Resulta muy curioso que Askildsen no sea más conocido: al parecer se trata de uno de los secretos mejor guardados de la literatura europea y uno comienza a sospechar que, si no tiene la fama que sin duda merece, es porque su visión de la así llamada condición humana no es precisamente de las que ganarían un concurso de popularidad. Resulta entonces muy apropiado que me haya enterado de su existencia mientras leía una reseña sobre el último libro de Fleur Jaeggy: ciertamente ambos escrutan sin piedad el lado más oscuro de esos supuestos paraísos (Suiza, Noruega) que, bajo el resplandor inclemente de su prosa, adquieren de súbito contornos infernales.

Kjell Askildsen | Rialta
Kjell Askildsen

Sin embargo, considerar a Kjell Askildsen como una especie de doble masculino de la escritora suiza sería ostensiblemente falso: más allá de un ideal compartido de contención estilística y del ya mencionado deseo de rasgar el velo de las apariencias miríficas para acceder a la verdad en toda su insoportable crudeza, las diferencias son considerables: Fleur Jaeggy se ocupa fundamentalmente de lo que podríamos considerar la alta burguesía suiza, se permite delicadas florituras estilísticas y no desdeña impregnar sus cuentos de una atmósfera que consigue insinuar la posibilidad de lo numinoso precisamente allí donde la perversidad de sus personajes parecería descartarla de manera definitiva.[2] Askildsen, por su parte, se sitúa en las antípodas de todo este refinamiento: narra, con sequedad y frialdad ejemplares, las vidas paralelas de los fracasados noruegos. Así, en el relato “Elizabeth”, Frank, que visita a su hermano tras años sin verlo, comprende que el aborrecimiento mutuo que siempre se han profesado no ha disminuido: no tienen nada que decirse y, para empeorar las cosas, comienza a experimentar una poderosa atracción por Elizabeth, su cuñada. Intentando alejarse de todo esto por unas horas (su hermano lo ha invitado a quedarse con él varios días), se dirige al asilo donde reside su madre, pero, en el universo de Askildsen, la familia es simplemente el error que es preciso evitar a toda costa y los padres son mucho más desagradables que los hermanos:

Bueno, dijo ella, dejemos el tema. Estuvimos un rato sin hablar de eso ni de nada. Llevaba dos años sin verla; el tiempo y la distancia me habían hecho reprimir mi aversión hacia ella, pero ahora volvió a aparecer. No has cambiado, dijo ella. No, contesté, lo hecho, hecho está.

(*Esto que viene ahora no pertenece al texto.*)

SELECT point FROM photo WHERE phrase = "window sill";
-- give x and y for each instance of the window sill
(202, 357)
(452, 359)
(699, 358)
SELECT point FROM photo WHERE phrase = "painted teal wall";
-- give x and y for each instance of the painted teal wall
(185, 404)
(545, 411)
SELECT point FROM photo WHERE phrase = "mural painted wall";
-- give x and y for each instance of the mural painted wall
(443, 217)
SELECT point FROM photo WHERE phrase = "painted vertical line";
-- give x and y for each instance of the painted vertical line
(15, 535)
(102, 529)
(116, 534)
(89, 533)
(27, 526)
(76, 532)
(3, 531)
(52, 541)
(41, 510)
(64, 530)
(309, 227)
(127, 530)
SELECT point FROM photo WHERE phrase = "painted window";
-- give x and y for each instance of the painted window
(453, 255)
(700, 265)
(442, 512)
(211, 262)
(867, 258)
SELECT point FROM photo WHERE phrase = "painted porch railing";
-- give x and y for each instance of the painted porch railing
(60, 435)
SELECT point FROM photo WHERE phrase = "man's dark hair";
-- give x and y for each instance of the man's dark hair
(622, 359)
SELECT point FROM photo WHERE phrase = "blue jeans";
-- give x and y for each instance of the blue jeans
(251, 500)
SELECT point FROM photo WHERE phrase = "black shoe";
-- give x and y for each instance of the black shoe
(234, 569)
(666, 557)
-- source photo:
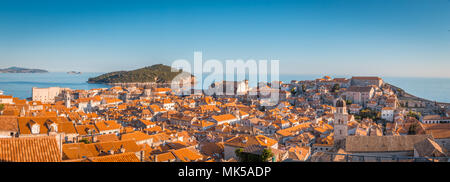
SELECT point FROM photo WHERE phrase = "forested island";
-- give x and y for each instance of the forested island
(158, 73)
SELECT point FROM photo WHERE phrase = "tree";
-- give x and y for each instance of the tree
(335, 88)
(85, 140)
(348, 102)
(248, 157)
(266, 155)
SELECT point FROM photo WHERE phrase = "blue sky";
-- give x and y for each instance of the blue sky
(408, 38)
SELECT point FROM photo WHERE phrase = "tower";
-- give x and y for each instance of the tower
(147, 90)
(67, 99)
(340, 121)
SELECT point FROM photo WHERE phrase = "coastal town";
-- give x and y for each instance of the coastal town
(357, 119)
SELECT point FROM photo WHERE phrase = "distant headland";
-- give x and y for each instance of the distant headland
(159, 73)
(21, 70)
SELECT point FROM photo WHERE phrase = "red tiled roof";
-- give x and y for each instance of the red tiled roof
(33, 149)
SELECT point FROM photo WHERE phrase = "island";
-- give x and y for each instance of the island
(74, 72)
(155, 74)
(21, 70)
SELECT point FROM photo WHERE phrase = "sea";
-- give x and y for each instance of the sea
(21, 84)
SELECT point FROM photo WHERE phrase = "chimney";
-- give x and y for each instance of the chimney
(142, 155)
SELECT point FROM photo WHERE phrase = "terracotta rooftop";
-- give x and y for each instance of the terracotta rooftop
(33, 149)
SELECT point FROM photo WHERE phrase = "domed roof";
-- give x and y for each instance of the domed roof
(340, 103)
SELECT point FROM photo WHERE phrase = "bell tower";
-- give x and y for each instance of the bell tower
(340, 121)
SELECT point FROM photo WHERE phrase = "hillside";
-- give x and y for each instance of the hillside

Permanecí sentado en su cocina casi una hora; evité cuanto pude los temas que acentuaban la distancia entre los dos, y la visita podría haber acabado con una nota conciliadora de no haber sido porque se sintió obligada a contarme cuántas oraciones había dirigido a Jesucristo para que yo volviera a encontrarlo. La escuché un rato, y al final dije: deja eso, madre. No puedo, contestó, y los ojos se le llenaron de lágrimas. Me levanté. Entonces es mejor que me vaya, dije. Qué duro eres, exclamó. ¿Yo?, pregunté. Me acompañó hasta fuera. Gracias por haber venido, dijo. Que te vaya bien, madre, contesté.

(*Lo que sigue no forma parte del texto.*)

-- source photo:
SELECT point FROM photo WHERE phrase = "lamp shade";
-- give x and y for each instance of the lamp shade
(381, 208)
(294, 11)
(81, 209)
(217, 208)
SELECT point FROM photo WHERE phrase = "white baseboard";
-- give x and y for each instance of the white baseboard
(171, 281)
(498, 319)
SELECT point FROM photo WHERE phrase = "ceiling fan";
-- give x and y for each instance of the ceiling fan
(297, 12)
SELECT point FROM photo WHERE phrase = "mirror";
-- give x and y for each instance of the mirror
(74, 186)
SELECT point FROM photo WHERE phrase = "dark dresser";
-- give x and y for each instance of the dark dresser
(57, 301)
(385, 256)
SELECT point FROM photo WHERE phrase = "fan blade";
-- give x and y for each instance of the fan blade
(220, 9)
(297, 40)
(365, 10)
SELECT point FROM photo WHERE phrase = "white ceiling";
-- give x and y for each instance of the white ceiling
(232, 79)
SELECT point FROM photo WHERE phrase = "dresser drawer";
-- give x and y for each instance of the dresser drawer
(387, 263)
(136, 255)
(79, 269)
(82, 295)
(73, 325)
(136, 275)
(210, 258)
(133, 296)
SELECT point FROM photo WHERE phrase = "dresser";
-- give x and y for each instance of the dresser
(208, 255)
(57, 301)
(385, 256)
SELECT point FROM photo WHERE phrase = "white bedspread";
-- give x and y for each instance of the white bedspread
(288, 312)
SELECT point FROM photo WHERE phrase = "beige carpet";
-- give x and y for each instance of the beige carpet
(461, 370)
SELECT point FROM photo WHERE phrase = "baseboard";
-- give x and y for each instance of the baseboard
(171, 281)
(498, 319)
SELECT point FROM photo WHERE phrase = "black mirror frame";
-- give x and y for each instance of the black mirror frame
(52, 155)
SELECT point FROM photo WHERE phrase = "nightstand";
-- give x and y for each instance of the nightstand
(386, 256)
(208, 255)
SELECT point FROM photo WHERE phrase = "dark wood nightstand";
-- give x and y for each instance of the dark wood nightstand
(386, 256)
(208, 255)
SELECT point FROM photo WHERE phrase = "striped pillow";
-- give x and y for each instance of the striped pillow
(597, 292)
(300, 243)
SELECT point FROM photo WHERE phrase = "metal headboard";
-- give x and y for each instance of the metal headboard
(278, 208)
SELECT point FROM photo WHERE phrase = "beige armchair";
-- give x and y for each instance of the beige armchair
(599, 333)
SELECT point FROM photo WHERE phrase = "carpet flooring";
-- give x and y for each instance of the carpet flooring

Este fragmento epitomiza los elementos fundamentales del territorio Askildsen: la ironía sutil, gélida y certera, el sarcasmo antirreligioso, la noción (muy cercana a la de Thomas Bernhard) de la familia como infierno primigenio, el antisentimentalismo que no es sólo una elección existencial sino también el fundamento de una poética; en fin, el nihilismo tranquilo, sin estridencias, de alguien que se lo toma todo con calma y parece susurrarle al lector: “no te exaltes, es cierto que nada tiene sentido pero, bueno, eso es lo que hay y quejarse no va a servir de nada”.

En efecto, en lugar de lanzar imprecaciones contra el destino, Askildsen prefiere anotar, como un escrupuloso cronista, las fluctuaciones incesantes de la farsa humana, que en sus relatos oscilan, como en la visión de Schopenhauer, entre el sufrimiento y el hastío. Tenemos, por ejemplo, la comedia de la caducidad en el cuento “Vaya”, donde Thomas, el octogenario que protagoniza algunos de los mejores textos de Askildsen, consigue salir de su casa (todo un acontecimiento para alguien tan enfermo) y, tras caminar dos o tres cuadras, se encuentra con un antiguo colega (el término amigo sería una inexactitud flagrante: los solitarios viejos de Askildsen han dejado de creer hace mucho tiempo en la posibilidad de cualquier relación humana) con el que sostiene una conversación de inquietante comicidad, un diálogo de sordos (literalmente y en todos los sentidos) que no hubiera desagradado a Beckett, uno de los poquísimos autores admirados por Askildsen.[3] De hecho, si prestamos atención, son estos viejos formidables la creación más original del escritor noruego: tipos duros, devastados por la enfermedad y todo tipo de catástrofes existenciales, pero jamás quejosos o patéticos; valetudinarios desafiantes, inaccesibles a la estupidez y el soborno del cielo.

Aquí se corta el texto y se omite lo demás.